Pater Klaus Mertes wechselt nach Sankt Blasien Eltern und Schüler bedauern den Abgang

Vor einem Jahr rückten schon einmal die Kamerateams auf dem Schulhof an. Ende Januar 2010 hatte Pater Klaus Mertes die Öffentlichkeit darüber informiert, dass in den 70er und 80er Jahren Schüler am Canisius-Kolleg von Jesuitenpatres sexuell missbraucht worden waren. Mertes hat damit einen der größten Skandale für die katholische Kirche ausgelöst.

Am gestrigen Mittwoch kamen erneut Reporter ins Gymnasium an der Tiergartenstraße. Mittags hatte Pater Mertes Lehrern und Schülern mitgeteilt, dass er zum 1. September das Canisius-Kolleg verlassen wird und neuer Rektor an der Jesuitenschule in Sankt Blasien im Schwarzwald wird.

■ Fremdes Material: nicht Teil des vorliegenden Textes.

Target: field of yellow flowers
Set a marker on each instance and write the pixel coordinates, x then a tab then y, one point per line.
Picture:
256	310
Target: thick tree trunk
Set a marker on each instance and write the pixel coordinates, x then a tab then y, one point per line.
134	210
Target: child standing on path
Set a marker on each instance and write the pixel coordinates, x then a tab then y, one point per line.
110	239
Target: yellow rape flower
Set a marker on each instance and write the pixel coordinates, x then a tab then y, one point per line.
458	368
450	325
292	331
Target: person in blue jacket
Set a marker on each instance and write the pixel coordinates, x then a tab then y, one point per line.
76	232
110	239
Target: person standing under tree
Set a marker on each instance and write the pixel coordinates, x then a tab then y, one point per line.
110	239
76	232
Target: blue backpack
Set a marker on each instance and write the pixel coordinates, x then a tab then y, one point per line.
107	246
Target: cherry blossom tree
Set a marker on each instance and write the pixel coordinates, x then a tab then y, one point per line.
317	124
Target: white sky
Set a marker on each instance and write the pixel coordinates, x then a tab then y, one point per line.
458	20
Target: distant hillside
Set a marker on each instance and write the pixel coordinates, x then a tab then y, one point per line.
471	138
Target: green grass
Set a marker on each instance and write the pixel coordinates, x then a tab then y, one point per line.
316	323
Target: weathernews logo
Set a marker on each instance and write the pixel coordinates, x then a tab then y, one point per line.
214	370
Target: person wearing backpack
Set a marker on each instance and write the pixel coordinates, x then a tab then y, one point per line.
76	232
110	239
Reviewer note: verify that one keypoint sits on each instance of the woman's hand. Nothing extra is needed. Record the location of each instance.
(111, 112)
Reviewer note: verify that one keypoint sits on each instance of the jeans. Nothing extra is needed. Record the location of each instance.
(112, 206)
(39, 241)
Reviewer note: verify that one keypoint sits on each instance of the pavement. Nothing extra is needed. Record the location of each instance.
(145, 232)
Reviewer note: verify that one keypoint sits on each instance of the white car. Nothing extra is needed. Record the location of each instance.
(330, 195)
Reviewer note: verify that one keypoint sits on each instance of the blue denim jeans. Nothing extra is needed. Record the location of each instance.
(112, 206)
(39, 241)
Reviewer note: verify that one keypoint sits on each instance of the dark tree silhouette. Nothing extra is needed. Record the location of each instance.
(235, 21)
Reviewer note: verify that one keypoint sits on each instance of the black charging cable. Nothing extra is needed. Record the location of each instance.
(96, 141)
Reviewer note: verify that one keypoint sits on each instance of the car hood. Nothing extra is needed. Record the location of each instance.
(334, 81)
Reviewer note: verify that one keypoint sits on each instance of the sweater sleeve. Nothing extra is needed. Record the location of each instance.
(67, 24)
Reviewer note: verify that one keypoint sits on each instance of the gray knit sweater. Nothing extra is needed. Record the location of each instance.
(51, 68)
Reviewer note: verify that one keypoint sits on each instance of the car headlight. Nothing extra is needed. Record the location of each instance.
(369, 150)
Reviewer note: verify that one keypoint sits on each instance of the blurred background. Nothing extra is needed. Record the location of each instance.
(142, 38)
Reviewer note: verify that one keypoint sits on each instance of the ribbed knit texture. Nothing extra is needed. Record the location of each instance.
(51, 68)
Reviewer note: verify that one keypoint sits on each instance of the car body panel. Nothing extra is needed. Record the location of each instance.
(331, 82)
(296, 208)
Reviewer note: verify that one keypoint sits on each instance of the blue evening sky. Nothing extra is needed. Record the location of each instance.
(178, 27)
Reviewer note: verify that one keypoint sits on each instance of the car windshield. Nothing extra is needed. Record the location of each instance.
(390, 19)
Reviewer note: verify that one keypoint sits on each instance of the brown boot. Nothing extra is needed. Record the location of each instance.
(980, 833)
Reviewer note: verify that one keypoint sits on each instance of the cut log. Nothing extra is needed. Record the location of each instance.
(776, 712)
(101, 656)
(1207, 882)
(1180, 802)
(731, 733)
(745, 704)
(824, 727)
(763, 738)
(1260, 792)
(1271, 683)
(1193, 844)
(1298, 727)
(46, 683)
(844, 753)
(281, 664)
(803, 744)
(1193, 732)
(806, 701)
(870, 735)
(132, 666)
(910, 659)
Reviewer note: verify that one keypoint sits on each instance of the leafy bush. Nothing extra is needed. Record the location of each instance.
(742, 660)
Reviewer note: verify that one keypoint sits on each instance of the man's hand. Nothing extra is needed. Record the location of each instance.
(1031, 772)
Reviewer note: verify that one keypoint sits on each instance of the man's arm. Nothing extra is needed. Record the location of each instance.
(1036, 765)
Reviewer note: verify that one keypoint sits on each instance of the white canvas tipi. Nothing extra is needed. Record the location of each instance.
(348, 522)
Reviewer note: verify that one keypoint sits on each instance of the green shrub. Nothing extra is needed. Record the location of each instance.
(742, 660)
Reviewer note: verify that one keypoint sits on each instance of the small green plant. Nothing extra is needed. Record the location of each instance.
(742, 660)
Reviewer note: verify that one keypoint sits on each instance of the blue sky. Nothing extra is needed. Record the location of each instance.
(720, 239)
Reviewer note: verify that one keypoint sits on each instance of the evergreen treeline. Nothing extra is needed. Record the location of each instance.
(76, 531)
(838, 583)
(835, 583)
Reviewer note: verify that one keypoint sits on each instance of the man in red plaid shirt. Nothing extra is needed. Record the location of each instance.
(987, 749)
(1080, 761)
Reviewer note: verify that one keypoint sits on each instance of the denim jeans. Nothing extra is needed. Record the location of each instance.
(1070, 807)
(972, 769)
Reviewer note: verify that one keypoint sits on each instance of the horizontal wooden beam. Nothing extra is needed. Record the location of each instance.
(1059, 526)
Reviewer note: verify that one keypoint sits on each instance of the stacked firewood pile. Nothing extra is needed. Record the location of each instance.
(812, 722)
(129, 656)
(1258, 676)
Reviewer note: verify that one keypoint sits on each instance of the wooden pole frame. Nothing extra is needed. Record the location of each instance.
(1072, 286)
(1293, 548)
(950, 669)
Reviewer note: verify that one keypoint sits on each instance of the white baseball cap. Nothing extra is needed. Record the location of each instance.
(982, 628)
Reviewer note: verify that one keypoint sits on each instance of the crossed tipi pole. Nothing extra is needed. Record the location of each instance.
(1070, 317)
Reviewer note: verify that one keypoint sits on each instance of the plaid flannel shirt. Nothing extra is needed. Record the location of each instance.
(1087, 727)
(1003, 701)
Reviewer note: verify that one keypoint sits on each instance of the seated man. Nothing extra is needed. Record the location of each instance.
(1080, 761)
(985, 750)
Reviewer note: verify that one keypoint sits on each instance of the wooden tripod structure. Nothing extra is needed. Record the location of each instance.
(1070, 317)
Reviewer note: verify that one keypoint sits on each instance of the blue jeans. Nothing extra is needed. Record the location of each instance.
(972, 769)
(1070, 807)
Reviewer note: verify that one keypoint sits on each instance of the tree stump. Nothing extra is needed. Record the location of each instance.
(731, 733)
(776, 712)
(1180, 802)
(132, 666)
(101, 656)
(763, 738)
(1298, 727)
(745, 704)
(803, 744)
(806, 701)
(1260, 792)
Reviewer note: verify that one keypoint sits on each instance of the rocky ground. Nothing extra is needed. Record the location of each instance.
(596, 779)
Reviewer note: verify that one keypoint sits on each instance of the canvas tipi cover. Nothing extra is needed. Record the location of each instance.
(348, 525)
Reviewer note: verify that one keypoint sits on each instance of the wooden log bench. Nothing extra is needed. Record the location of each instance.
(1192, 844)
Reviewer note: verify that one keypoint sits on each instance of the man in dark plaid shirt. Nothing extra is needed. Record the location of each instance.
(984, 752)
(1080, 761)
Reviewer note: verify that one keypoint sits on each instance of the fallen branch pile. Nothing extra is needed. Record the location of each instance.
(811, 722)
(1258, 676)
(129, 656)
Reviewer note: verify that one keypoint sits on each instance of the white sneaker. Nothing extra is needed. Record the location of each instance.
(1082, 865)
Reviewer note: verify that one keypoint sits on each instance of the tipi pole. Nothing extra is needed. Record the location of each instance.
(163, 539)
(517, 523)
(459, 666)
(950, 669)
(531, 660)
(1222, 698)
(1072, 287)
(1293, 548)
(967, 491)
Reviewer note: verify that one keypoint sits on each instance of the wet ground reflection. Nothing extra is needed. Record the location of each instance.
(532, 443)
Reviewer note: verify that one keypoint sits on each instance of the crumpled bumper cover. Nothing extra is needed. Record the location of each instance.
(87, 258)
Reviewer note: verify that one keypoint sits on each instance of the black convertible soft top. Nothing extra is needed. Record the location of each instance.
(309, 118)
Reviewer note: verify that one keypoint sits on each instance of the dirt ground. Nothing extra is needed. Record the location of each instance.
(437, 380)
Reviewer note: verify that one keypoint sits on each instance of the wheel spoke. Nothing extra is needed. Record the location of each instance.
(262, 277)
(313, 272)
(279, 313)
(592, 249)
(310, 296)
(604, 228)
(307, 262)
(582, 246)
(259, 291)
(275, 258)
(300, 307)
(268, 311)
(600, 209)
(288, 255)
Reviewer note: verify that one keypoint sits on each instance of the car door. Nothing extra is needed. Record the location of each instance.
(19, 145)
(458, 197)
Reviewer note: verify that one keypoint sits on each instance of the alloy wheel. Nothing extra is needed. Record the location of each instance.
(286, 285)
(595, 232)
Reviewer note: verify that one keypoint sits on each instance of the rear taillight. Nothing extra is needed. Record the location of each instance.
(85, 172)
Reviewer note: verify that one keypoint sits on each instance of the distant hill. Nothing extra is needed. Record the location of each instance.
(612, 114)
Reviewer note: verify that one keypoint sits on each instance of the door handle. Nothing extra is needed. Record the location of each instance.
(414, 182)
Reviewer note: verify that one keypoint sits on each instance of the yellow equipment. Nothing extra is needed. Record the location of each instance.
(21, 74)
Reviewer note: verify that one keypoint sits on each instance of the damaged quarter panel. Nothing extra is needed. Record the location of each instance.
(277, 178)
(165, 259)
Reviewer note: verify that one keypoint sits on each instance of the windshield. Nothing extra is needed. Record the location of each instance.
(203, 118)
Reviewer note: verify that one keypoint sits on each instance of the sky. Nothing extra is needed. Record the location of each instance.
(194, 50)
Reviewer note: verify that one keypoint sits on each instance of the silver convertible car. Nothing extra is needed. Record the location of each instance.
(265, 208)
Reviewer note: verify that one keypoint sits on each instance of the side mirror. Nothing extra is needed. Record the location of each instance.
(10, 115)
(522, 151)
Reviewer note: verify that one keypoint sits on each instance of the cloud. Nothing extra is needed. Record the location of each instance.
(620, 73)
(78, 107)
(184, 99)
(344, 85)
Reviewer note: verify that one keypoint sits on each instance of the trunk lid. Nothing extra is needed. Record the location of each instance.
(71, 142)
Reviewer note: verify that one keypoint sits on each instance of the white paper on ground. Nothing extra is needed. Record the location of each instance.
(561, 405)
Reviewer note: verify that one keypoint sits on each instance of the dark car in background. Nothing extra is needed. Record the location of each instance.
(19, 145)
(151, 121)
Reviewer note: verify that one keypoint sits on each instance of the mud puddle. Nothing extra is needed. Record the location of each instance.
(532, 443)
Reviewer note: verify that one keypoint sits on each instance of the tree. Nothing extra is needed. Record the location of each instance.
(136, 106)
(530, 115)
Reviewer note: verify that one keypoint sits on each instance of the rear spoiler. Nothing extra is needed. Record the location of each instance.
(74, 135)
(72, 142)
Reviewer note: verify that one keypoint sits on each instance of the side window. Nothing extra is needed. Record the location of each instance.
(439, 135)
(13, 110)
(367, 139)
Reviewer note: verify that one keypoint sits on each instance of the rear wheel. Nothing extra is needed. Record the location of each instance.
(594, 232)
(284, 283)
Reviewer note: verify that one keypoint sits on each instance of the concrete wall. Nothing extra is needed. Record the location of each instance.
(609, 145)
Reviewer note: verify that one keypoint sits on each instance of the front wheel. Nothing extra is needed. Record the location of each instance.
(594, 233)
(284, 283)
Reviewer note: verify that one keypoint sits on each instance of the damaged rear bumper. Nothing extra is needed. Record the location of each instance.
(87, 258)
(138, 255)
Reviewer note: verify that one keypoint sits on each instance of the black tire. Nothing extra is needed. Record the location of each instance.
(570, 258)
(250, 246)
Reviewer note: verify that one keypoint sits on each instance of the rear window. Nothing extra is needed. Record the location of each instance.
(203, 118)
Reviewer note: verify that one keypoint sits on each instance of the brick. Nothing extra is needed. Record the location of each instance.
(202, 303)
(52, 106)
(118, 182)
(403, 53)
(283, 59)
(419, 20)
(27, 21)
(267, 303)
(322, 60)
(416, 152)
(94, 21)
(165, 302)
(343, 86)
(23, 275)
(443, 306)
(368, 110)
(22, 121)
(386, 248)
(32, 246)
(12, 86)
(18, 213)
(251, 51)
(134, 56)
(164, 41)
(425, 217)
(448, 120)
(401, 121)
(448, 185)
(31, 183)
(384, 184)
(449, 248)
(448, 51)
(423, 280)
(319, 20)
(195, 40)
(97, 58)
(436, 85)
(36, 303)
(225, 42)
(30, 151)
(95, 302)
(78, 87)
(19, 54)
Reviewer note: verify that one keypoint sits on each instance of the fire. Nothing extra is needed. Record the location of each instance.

Sein Nachfolger wird der 43-jährige Tobias Zimmermann, der jetzt Schulseelsorger am Canisius-Kolleg ist.

Am Mittwoch war die Stimmung gedrückt. „Pater Mertes war immer sehr offen“, sagte ein Zehntklässler am Mittwochnachmittag, es sei ein großer Verlust für die Schule, dass er weggehe. Er sei zwar streng, aber eine beeindruckende Persönlichkeit, er sei Mertes dankbar, sagte ein Zwölftklässler. Andere Schüler befürchten einen Imageverlust für die Schule, wenn Mertes nicht mehr da ist. Er hatte das Canisius-Kolleg zu einer der begehrtesten Berliner Schulen gemacht. Er müsse jetzt viele Eltern trösten, die traurig seien über seinen Weggang, sagte Mertes. Für viele Eltern ist Mertes und sein Aufklärungswille, den er in den vergangenen zwölf Monaten bewiesen hat, der Garant dafür, dass am heutigen Canisius-Kolleg sexueller Missbrauch nicht unbemerkt bleiben würde.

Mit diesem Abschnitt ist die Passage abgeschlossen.